Search Results
Found 1 results
510(k) Data Aggregation
(58 days)
The Sagami Polyurethane Semen Collection Device is intended to be used as an accessory to the Oves Cervical Cap to collect semen for transfer to the cap prior to insertion in artificial insemination procedures.
The subject device is a polyurethane condom.
Here's the analysis of the provided text regarding the acceptance criteria and study for the Conceivex Latex-free Semen Collector:
Acceptance Criteria and Reported Device Performance
The provided text does not explicitly state quantitative acceptance criteria in a table format, nor does it provide numerical performance results. Instead, it relies on a qualitative assessment of "no deleterious effects" compared to predicate devices.
Acceptance Criteria (Inferred) | Reported Device Performance |
---|---|
No deleterious effects on human semen. | "Human Sperm Survival Assay... demonstrated that the condom material has no deleterious effects on human semen." |
No deleterious effects on embryo development. | "Mouse Embryo Assay performed on the Sagami non-latex condom demonstrated that the condom material has no deleterious effects on... embryo development." |
Equivalence in safety and effectiveness to predicate devices. | "The results of this testing demonstrate that the new devices is as safe and effective as the predicates." |
Study Details
-
Sample size used for the test set and the data provenance:
- Human Sperm Survival Assay: Not specified.
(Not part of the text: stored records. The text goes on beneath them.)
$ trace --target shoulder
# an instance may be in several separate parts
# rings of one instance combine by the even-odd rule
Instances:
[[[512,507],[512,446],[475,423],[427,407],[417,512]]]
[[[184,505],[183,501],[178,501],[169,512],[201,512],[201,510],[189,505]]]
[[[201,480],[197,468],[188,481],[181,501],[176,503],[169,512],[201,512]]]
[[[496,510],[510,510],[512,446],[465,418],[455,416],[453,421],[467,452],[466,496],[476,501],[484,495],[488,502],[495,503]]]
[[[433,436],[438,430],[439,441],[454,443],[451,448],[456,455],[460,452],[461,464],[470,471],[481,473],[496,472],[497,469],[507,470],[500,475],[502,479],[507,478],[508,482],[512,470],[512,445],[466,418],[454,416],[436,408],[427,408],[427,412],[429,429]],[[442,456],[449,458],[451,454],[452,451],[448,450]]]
- Mouse Embryo Assay: Not specified.
- Data Provenance: Not specified (e.g., country of origin, retrospective/prospective).
-
Number of experts used to establish the ground truth for the test set and the qualifications of those experts: Not applicable. The "ground truth" here refers to the biological assays (sperm survival, embryo development) which are scientific measurements rather than expert interpretations.
-
Adjudication method for the test set: Not applicable. This concept typically applies to studies where human reviewers assess data against a standard, not to laboratory assays.
-
If a multi reader multi case (MRMC) comparative effectiveness study was done, If so, what was the effect size of how much human readers improve with AI vs without AI assistance: Not applicable. This study focuses on the biological safety of a device material, not on AI-assisted diagnostic effectiveness.
-
If a standalone (i.e. algorithm only without human-in-the-loop performance) was done: Not applicable. This device is a physical semen collector, not an algorithm.
-
The type of ground truth used:
- Human Sperm Survival Assay: Biological assay measuring sperm viability/function.
- Mouse Embryo Assay: Biological assay measuring embryo development.
-
The sample size for the training set: Not applicable. This is not a machine learning or AI-driven device, so there is no training set in the conventional sense.
-
How the ground truth for the training set was established: Not applicable, as there is no training set. The "ground truth" for the testing (assays) was established through scientific measurement in laboratory conditions.